Kostümcü (The Dresser) filmini izlemiş miydiniz? İzlemediyseniz, Peter Yates'in yönettiği, Albert Finney ile Tom Courtenay'in unutulmaz oyunlarıyla sinemanın "en iyileri" arasında yer alan filmi kollayın derim, belki televizyonda ya da DVD'de yakalarsınız. Yıllar önce seyretmiştim Kostümcü'yü. İki sahne beni çok etkilemişti. Biri, Finney'in treni durdurması... Öteki ise... İkinci Dünya Savaşı yılları. Askere gidemeyen yaşlı ya da sakat oyuncular tiyatro yapmayı sürdürüyor. Finney'in topluluğu da Shakespeare oyunlarıyla kent kent dolaşıyor. O arada İngiltere bombalanıyor. Yıkıntılar arasında yaşlı bir adamla karısı. Harabeye dönmüş evlerinin önünde, çaresiz, oturuyorlar. Finney yaklaşıyor onlara. Ve o akşamki temsil için cebinden çıkardığı tiyatro davetiyesini uzatıyor. Bombalar altında sanatı sürdürmek. Cephelerde çarpışırken oluyordu. 1940'ların "topyekun savaş" ında da oldu. (O "topyekun" idiyse şimdiki nedir?) Evet, şimdi? Irak'ta ol da tiyatro yap bakalım. Olsa olsa, bireysel sanatın kanatları altına girer, iki şiir karalar ya da bir şarkı bestelersin, o kadar.

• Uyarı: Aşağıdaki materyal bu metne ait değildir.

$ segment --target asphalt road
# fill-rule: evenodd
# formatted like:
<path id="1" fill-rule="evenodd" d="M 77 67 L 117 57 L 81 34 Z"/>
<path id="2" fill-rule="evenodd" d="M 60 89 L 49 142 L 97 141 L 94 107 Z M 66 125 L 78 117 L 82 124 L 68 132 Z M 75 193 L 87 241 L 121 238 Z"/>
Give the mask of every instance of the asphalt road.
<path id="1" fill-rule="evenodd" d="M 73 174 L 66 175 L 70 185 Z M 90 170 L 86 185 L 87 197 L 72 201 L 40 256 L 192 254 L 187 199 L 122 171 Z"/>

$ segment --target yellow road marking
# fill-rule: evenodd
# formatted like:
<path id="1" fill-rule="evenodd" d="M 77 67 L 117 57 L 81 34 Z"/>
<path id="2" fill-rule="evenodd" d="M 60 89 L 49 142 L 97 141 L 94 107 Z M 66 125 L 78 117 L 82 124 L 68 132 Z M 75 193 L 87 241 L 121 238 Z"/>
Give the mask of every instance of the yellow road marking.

Son söz Albert Einstein'dan: "Benim savaş karşıtlığım, herhangi bir entelektüel kuramdan kaynaklanmıyor; zulmün, alçaklığın her türüne karşı duyduğum derin nefretten kaynaklanıyor." Bu kadar basit. Iraklı ağlayan çocuğun gözlerine ya da nereden, niçin geldiklerini kısa cümlelerle anlatmaya çalışan ABD'li tutsak askerlere bakarken, ne gibi entelektüel kuramlar üretebilirsiniz...
SAVAŞMAK İÇİN KAMERAMAN BEKLENMİŞTİ İlk Irak Savaşı'nı kim unutur! Televizyonlar savaşı neredeyse baştan sona "canlı" yayımlamıştı. Ama CNN'in patronu Ted Turner, bir gece komutan "Çöl Ayısı"na gidip de "Saldırıyı yarın sabaha erteler miydiniz? Kameramanlarım hazır değil. Üstelik karanlıkta istediğimiz görüntüler iyi çıkmıyor," dese ne yanıt alırdı acaba?

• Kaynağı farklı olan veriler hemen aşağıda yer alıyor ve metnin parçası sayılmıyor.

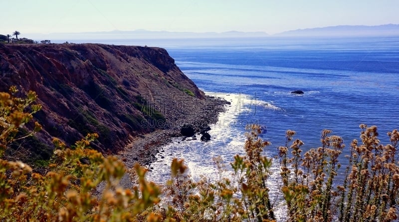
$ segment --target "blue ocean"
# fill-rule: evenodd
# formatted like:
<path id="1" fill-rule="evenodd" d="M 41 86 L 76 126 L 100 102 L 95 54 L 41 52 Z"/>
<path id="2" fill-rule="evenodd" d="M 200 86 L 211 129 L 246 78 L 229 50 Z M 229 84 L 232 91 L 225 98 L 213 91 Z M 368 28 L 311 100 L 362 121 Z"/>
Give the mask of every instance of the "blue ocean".
<path id="1" fill-rule="evenodd" d="M 340 160 L 342 168 L 351 141 L 360 140 L 361 124 L 377 126 L 383 144 L 389 142 L 388 132 L 399 128 L 399 37 L 112 43 L 165 47 L 200 89 L 231 103 L 218 123 L 210 126 L 210 141 L 176 138 L 161 149 L 148 175 L 161 184 L 170 178 L 169 166 L 174 158 L 185 160 L 194 179 L 212 179 L 220 176 L 213 158 L 221 157 L 228 176 L 228 163 L 235 154 L 243 154 L 249 124 L 262 126 L 262 139 L 272 144 L 264 151 L 270 157 L 285 145 L 287 130 L 297 132 L 295 137 L 304 142 L 306 151 L 320 146 L 322 131 L 330 129 L 346 145 Z M 304 94 L 291 93 L 294 90 Z M 277 198 L 281 184 L 277 159 L 272 172 L 269 186 Z M 283 211 L 277 214 L 284 215 Z"/>

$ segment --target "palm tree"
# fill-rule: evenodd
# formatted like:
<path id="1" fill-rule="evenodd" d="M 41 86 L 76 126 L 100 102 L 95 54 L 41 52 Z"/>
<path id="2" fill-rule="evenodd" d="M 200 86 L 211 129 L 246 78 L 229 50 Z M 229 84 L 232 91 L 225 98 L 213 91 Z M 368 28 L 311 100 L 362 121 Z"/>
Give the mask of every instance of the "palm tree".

1914. Meksika'da devlet güçleriyle Pancho Villa arasında büyük bir savaş vardı. Mutual Film Corporation, bu olanağı kaçırmak istemiyordu. Şirketin yetkilileri ABD'den Meksika'ya gittiler, Pancho Villa'yı bulup onunla bir anlaşmaya vardılar. Anlaşmaya göre, Pancho Villa başka hiçbir şirketin film çekmesine izin vermeyecekti. Ayrıca, çarpışmaların gün ışığında, teknik ekibin uygun gördüğü zamanlarda yapılmasına da özen gösterecekti. Sözüne sonuna kadar bağlı kaldı Pancho Villa. Hep gündüzleri çarpıştı. Günün birinde, Ojinga kentine saldıracağı zaman, kameramanın gelmediğini söylediler. Meksikalı devrimci uzun süre kameramanı bekledi. Sonunda kameraman geldi, yönetmen, "Motor!" dedi, saldırı başladı. Mutual da bu önemli çarpışmayı baştan sona filme aldı.